Another great idea and good write up.

Business looks solid, owner-operated, produces a critical product in the pharma value chain (not getting distrupted anytime soon). Company adds capacity based on customer demand, vertically integrated.

Want to discuss the risks:

Only major risk i see is shift towards orals for biologics. Why is the market so much worried about that?

Reading about this transition, the oral is in fact beneficial to the company's growth.

Patients start with orals if they had needle phobia but orals have limitations, it works for a few weeks and hits a plateau. To continue getting better results, looks like patients have to transition to injectables. If this is true, STVN is sitting on a huge opportunity ahead.

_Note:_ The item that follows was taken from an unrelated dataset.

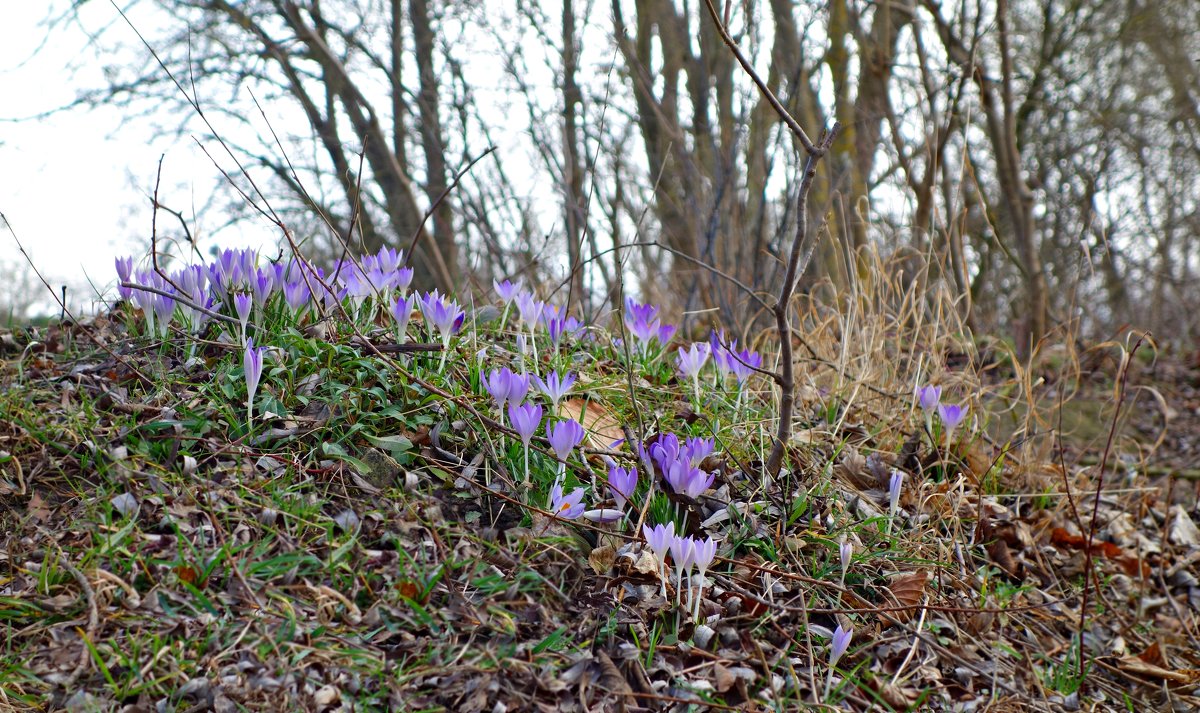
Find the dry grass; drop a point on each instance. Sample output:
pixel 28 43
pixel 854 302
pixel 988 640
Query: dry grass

I am humbled to realize i dont know what the market knows regarding the recent slide.

Also, the float is super low (18%) with 82% held by the founding family.

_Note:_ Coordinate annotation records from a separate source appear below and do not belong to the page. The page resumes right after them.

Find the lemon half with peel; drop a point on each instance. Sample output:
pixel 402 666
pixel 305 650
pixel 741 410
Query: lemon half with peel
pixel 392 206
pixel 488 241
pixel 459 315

If sentiment is weak, it could push the stock easily down. But if the sentiment gets better, it could go up easily.

Leo's avatar

Hi Kumar, thanks for the great feedback. We think the simplest explanation on the recent decrease is that this stock was absolutely loved by Wall Street since the IPO. The story was almost perfect: great industry, taking shares, amazingly operated, clean financials, and an easy theme with an aging population and growth in demand for biologics, etc. From our experience, several large small-cap-only funds had this stock as a "forever holding", purchasing when it is low and trimming when it gets higher. And I think this was reflected in the valuation. When it traded at 40x the cash it generates per year, you need it to be one of the best businesses in the world, and we clearly would not have bought at that level.

But then you had one big thing: STVN was not disclosing the exact % of sales from GLP-1 (the specific concern, as other oral biologics are not in concern for now). Everyone knew they benefited; equity research tried to estimate the percentage and it started to become a worry (they finally disclosed last earnings call it to be 20%). I think the concern was simple: STVN did well with injectable syringes and just built enormous facilities because of this demand, and now there is news that oral is getting more and more effective. So now the market is thinking that a big reason for the growth may become negative because people will buy oral instead of injectable GLP-1, therefore selling STVN and rotating into other "less risky" life science companies.

For sure, with the higher float it is a higher than typical risk/reward. So a very clean story turning into an okay-ish clean story makes it deserve a much lower stock price. Yes, other news on increased efficacy and less need for injectables can weigh on the stock. We still like it and believe financials will continue to do extremely well because injectables still have their place as we outlined in the report. Our view is that the market will eventually come back with the continued financial growth.

jack's avatar

Bought STVN 3 months past. Waiting patiently whilst monitoring the thesis and rerate environment. Earnings upcoming will add some color .

Aurelion Research's avatar

STVN is starting to turn up! We cover our updated view shortly after the recent earnings here if you are ever interested in a paid subscription. We will update our price-target soon as well. Valuation can get out of hand quickly on this one: https://aurelionresearch.substack.com/p/flash-note-weekly-earnings-review?r=1uqxdl

jack's avatar

Thanks for the invite, I'll check you out. Are you still holding CLBT?

Aurelion Research's avatar

Yes, currently holding it. We are looking forward to their earnings this week, and we still like the stock heading into earnings.